Menteri Agama, Lukman Hakim Saefuddin meminta seluruh pihak merenungkan apa yang terjadi di Indonesia belakangan ini. Dalam persoalan terkait agama dan budaya, kata Lukman, Indonesia sangat khas. “Indonesia adalah negara yang sangat kaya dengan berbagai ragam budaya, tetapi juga sekaligus masyarakatnya sangat agamis. Jadi antara nilai agama dan budaya adalah sesuatu yang tidak bisa dipisahkan dalam konteks Indonesia,” kata Lukman.

Surat Majelis Mujahidin DIY kepada Bupati Bantul berisi penolakan sedekah laut. (Foto: dok)
Surat Majelis Mujahidin DIY kepada Bupati Bantul berisi penolakan sedekah laut. (Foto: dok)

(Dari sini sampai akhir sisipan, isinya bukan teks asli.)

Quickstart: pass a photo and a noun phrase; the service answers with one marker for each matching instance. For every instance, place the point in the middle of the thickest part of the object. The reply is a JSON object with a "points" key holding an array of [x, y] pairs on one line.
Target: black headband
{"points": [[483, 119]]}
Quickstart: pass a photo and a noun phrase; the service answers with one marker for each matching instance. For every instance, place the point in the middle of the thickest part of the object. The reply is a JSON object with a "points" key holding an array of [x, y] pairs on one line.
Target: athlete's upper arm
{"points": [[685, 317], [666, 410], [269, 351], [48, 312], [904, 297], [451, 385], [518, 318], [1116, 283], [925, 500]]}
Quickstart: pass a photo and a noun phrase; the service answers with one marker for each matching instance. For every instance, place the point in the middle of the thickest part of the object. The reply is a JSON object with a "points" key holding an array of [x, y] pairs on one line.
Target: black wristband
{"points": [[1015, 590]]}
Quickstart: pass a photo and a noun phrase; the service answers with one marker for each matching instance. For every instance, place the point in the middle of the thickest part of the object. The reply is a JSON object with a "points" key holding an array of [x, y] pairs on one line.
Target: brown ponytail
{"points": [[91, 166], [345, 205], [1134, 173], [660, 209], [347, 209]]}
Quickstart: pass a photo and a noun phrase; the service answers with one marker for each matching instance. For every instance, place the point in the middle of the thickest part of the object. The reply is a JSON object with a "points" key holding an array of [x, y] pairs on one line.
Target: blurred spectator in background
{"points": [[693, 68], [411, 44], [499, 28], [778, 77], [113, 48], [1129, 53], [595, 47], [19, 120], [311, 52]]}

Jika pertentangan antara agama dan budaya dibiarkan, lanjut Menag, nilai ke-Indonesia yang disusun dari nilai agama dan budaya akan hilang. Dia meminta Indonesia belajar dari banyak negara dengan masalah yang sama dan akhirnya terjerat konflik.

Benturan agama dan budaya, kata Lukman, belum pernah terjadi di Indonesia sebelumnya. Pertemuan budayawan, agamawan dan akademisi ini diharapkan bisa mengurai apa yang sebenarnya terjadi dan memberikan rekomendasi penyelesaian.

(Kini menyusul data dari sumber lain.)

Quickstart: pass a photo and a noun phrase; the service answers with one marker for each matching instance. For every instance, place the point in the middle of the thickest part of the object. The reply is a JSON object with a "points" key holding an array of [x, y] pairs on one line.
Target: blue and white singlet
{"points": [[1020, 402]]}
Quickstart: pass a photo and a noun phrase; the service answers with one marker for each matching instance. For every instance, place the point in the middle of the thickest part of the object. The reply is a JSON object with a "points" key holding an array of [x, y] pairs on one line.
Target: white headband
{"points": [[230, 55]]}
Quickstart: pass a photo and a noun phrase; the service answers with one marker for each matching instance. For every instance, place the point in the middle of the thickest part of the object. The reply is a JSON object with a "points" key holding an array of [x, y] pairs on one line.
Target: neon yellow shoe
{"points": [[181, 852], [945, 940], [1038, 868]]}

“Sementara belakangan ini kita mendapati kecenderungan adanya benturan yang sebenarnya tidak pernah kita alami sebelumnya. Bahwa budaya yang hakekatnya sangat mengandung nilai-nilai spiritualitas, dan agama yang hakekatnya sangat membutuhkan budaya karena tempat aktualisasi nilai agama itu kan tradisi di masyarakat, ini tiba-tiba berhadap-hadapan dan satu dengan lain ingin menegasikan. Hal ini harus kita sikapi,” kata Lukman Hakin Saefuddin.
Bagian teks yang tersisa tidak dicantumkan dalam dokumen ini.